6 minutes estimated reading time.

Are you accidentally storing private data in plain text?

Frank Rietta — 04/29/2019

Debug logs that chronicle data about errors and other exceptions on a web application are a vital tool for any web company. It enables engineering teams to troubleshoot problems - sometimes even before a customer reports an issue to support - and thus provide excellent service to customers. But the danger of over-logging is real. When sensitive data is logged, it becomes vulnerable to misuse and abuse. In this article, I’ll show you how to prudently minimize the data collected in logs.

Facebook has recently been in the news for a security situation where millions of users' plain-text passwords were compromised by an ill-advised practice of logging credentials in debug logs that were accessible by hundreds of employees. While the media is focused on their negligence, it’s important to realize how easy it is to make this same mistake within your own applications. Learning from Facebook’s mistakes can help you avoid the same fate that a fortune 500 is still reeling from.

What Data to Filter

It is a poor practice to log sensitive data used to authenticate users or control access. This includes session identifiers, which when compromised would allow an attacker to masquerade as an authenticated customer. Users' passwords should never be logged because of the extreme danger presented to your users when this data is disclosed. That danger does not stop at your systems as many people reuse the same email and password for many websites which may be all compromised when your debug logs are breached.

For starters, you should always filter out any security-related secrets, including but not limited to:

Plain text passwords
Authentication Tokens
Session Secrets

Other data that may seem benign at first, like email addresses and full names, is legally protected private information under the EU General Data Protection Regulation (GDPR) and California Consumer Privacy Act (CCPA). Duplicating it to your debug logs changes the scope of your information security program and hinders the efficient use of the logs for engineering purposes. The entire log becomes legally protected data the misuse of which may be considered a data breach or a violation of data protection law.

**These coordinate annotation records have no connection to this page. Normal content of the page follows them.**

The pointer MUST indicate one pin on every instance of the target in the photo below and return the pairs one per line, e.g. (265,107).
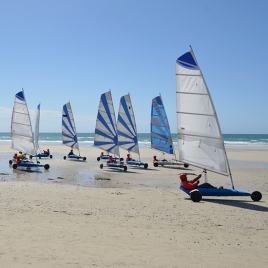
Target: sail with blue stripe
(105,136)
(161,139)
(36,128)
(21,128)
(126,126)
(199,134)
(69,135)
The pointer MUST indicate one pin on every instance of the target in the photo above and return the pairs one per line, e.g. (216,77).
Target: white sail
(200,139)
(21,128)
(36,129)
(69,135)
(106,136)
(126,126)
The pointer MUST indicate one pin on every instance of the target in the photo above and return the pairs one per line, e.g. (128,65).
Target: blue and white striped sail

Other privacy centric data should be evaluated and unless required for providing customer service and if your company is ready to take on the legal risks associated with violating privacy laws then you should also filter these as part of a data minimization effort:

First Name
Last Name
E-mail
IP addresses
Other Personal Information like:
- Street address
- Phone numbers
- Social Security Numbers (SSN)
- Birth dates
- Message contents

Example in Ruby on Rails

At Rietta, we regularly use Rollbar to collect and aggregate debug logs for our deployed Ruby on Rails applications. However, we take extra steps to ensure that sensitive data is not logged inappropriately.

1. Enhanced Parameter Filtering in Ruby on Rails

Ruby on Rails specifies a list of fields that should be masked in logs in a file named config/initializers/filter_parameter_logging.rb. When a field is listed in this file, it is masked in the Rails and ActiveRecord logs. The default file generated with a new Rails application simply lists password as being protected data:

# Be sure to restart your server when you modify this file.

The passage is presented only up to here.